Foursome take part in Paris' Autumn Stories
PARIS — Four American screenwriters recently left strike worries behind for the cloistered tranquillity of a 13th century French abbey.
James Greer, Howard Himelstein, Randy Howze and Mark Wheaton were selected by the Writers Guild of America to take part in Autumn Stories, a six-week residency in the landmark Royaumont Abbey north of Paris, from Oct. 1-Nov. 12.
There, in rooms formerly inhabited by monks, the four scribes toiled on their latest scripts, stopping only to hobnob with new acquaintances in the French film biz.
While Greer was enjoying the solitude at Royaumont — “I’ll really miss this place,” he says; Himelstein confessed to culture shock.
“I’m used to the cacophony of street life around me, being able to walk outside and get a coffee. But there’s no Starbucks anywhere near here!” exclaims the Santa Monica resident ruefully, as he gazed out at the fall foliage of the Gothic abbey’s well-tended grounds.
“But nothing gets written in six weeks. What’s important is that we’ve established relationships here. ”
The residency was set up last year by the Franco American Cultural Fund and the Ile de France Film commission. The Fund spends roughly E600,000 ($880,000) a year supporting transatlantic events including Los Angeles’ City of Lights, City of Angels film festival, with funding from France’s copyright levy on the sale of blank cassettes and DVDs.
The Autumn Stories program aims to encourage more filmmakers to make films in France, and to qualify, participants must be working on a project set in Paris’ Ile de France region.
This year’s projects ranged from Wheaton’s “Hi jab,” a thriller set in a racially sensitive Paris suburb, to Himelstein’s 18th century period drama “Svengali,” an adaptation of George du Maurier’s classic “Trilby.”

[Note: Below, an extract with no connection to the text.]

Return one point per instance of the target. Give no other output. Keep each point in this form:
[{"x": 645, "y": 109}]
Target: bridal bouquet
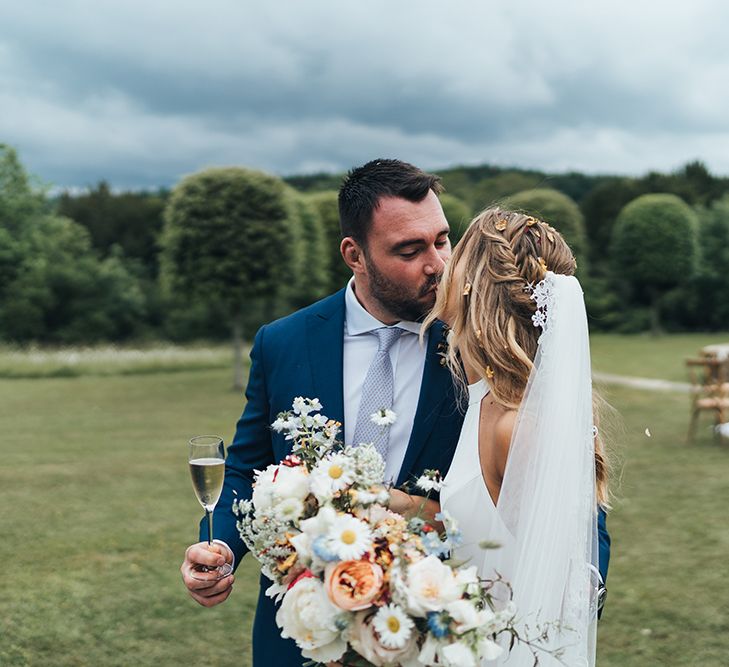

“When you say the words ‘period piece’ in Hollywood, people go cold on you. But it isn’t like that in Europe,” says Himelstein, the scribe behind costumers including “A Good Woman.”
At Royaumont, as well as lunching and dining with producers, distributors and French talent who might be interested in their projects, participants were shown around potential locations, involving trips to such varied places as the Garnier Opera House in Paris to Clichy sous Bois, the suburb at the center of the Paris riots two years ago.
Greer was hoping he’d found suitable atmospheric ruins for his project “The Bright Side,” about an American alcoholic living in France, at the forgotten Chateau d’Herouville, once a recording studio used by the likes of David Bowie, Pink Floyd and Elton John.
“It’s not all “Amelie” — that’s what Americans think Paris is,” says Greer, “but there is so much more to France.”